During this year's DO-IT Summer Study program, the Phase I Scholars went on a day trip to Microsoft. We learned that Microsoft is open to accommodations that their employees need and have resources available to assist them. For example, we met an employee who was blind. His guide dog and cane help guide him through the Microsoft campus. In addition, Microsoft provides guides for those with vision impairments so they can be involved and contribute fully to meetings. We also met two employees who were deaf and one who had Attention Deficit Hyperactivity Disorder. The man and woman who were deaf receive most of their projects and communication from colleagues through email. At meetings, Microsoft provides interpreters for employees who are hearing impaired. The employees with disabilities at Microsoft do their jobs like everyone else; they may just have different ways of doing things.

Microsoft buildings were accessible and have plenty of elevators. They also have automatic door openers, which allow for easy access.

After lunch, we visited the Museum Room to look at old products as well as new gadgets that Microsoft has recently come out with. These included the Zune mp3 music player and software that could tell your personality by the way you write. (It was very accurate!) We also went to the Futures Room, which showed what kind of technology people may have inside their homes in five or ten years. In this room, there were small gadgets that would be helpful for taking notes in high school or college. Finally, we said our goodbyes, loaded the bus, and headed back to the U.W. campus for dinner and a relaxing night.

Far Out!

Megan and Stefani, Phase I Scholars
Picture of Heidi in front of a laptop.
Phase I Scholar Heidi in the computer lab during Summer Study.

On July 19, the Phase I Scholars went to the University of Washington Astronomy Center. When we arrived, our attention was averted to the large pendulum in front of the building, swinging back and forth with the earth's rotation.

Once we made our way to the planetarium observation room, Eric Hilton, our guide, started the projection displayed on the large domed ceiling. The room became pitch black and the presentation started with the stars and sun illuminating the ceiling. Everyone watched with astonishment. The sun was setting and the stars were accelerating at a higher speed than usual, so you could see them moving. Throughout the presentation, Eric explained the constellations and the phenomenon that makes these constellations work. He told us about the constellations Ursa Major, the Big Dipper, and how to use the Big Dipper to find the North Star. Eric also told us about Orion's Belt and the red star Beetle Juice. At the end of the presentation, he explained the phenomenon that creates the Northern Lights.

After this amazing intergalactic presentation, we returned to McCarty Hall and enjoyed our evening dorm activities.

Seattle Art Museum: Home of Beauty and Wonders

Ashlee and Heidi, Phase I Scholars

The Seattle Art Museum (SAM) recently opened its doors to many new wonders, and wonders-aplenty did we Scholars find. From paintings, to statues from time long past, to modern marvels, SAM proudly boasts some of the finest collections in the Northwest. The museum hosts thousands of visitors daily who are eager to embark on travels in creativity which range from visions of exploding cars to Japanese pop art. There was so much to take in!
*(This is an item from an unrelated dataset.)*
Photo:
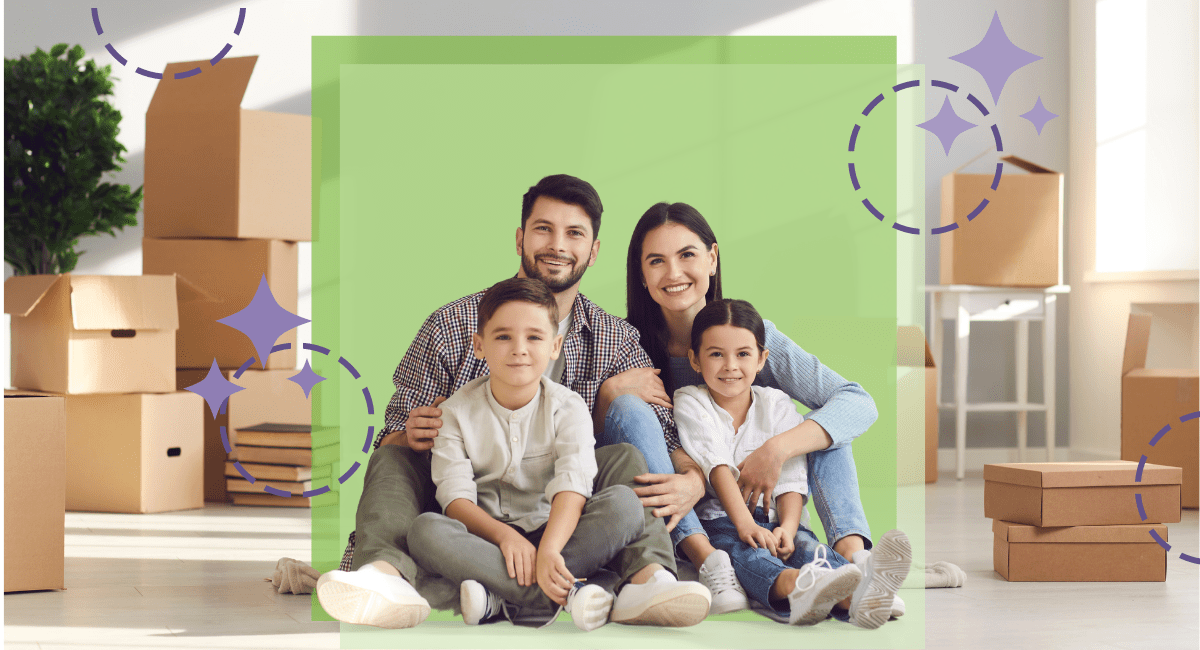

While the art was appealing, accommodations could be made to increase accessibility, including more hands-on exhibits for visitors with visual impairments.

Our Night at U-Village

Robyn and Sara, Phase I Scholars

Besides all of the studying and learning, the DO-IT Summer Study program also allows us to explore our surroundings. On our second night at Summer Study, we had the opportunity to explore the University Village, a large shopping area near campus. From browsing through Barnes & Noble to listening to the live music played in the parking lot, everyone found something to do.

Almost every place at University Village was physically accessible and included elevators and ramps where needed. People working and shopping were also willing to help. They greeted us with friendly attitudes. At the end of our field trip, we treated ourselves to ice cream at Ben & Jerry's. It was a great night and everyone had a blast.